Business and Trade Secretary Kemi Badenoch told a POLITICO event last week that she is speaking with the Biden administration about potential carve-outs for British businesses.
She also waved away concerns that the U.K. has been shut out of the EU’s response, but stopped short of promising a competing plan to help British firms.
“The EU is very worried and we’re working jointly with them on it,” she said. “It’s not just the EU doing stuff and we’re not in the room.”
She said of the Biden act: “I don’t think it’s a good idea, not just because it’s protectionist. But it also creates a single point of failure in a different place, when actually what we want is diversification and strengthening of supply chains across the board.”

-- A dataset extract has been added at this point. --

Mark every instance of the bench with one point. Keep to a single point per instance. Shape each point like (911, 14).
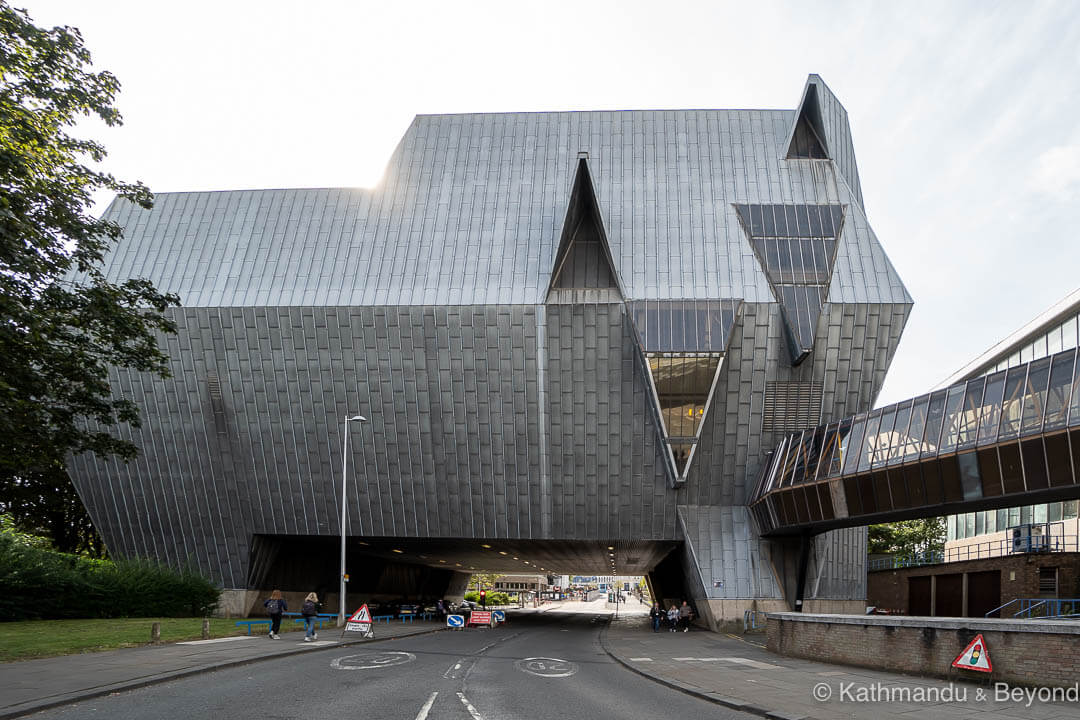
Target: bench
(248, 623)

Starmer used his speech Monday to flesh out a promise to make the U.K. the fastest growing economy in the G7, after lagging down the bottom of the table post pandemic.
He is promising green manufacturing subsidies, improved skills and training policy, a promise to cut red tape for British firms exporting to the EU, and a “modern industrial strategy.”
The governing Tories dismissed Starmer’s pledges, with Conservative Chairman Greg Hands saying the Labour Party had left public debt “spiraling” during its last stint in office.
“Starmer’s Labour are too weak to stand up for the British people, let alone bring forward a credible plan for the economy,” Hands added.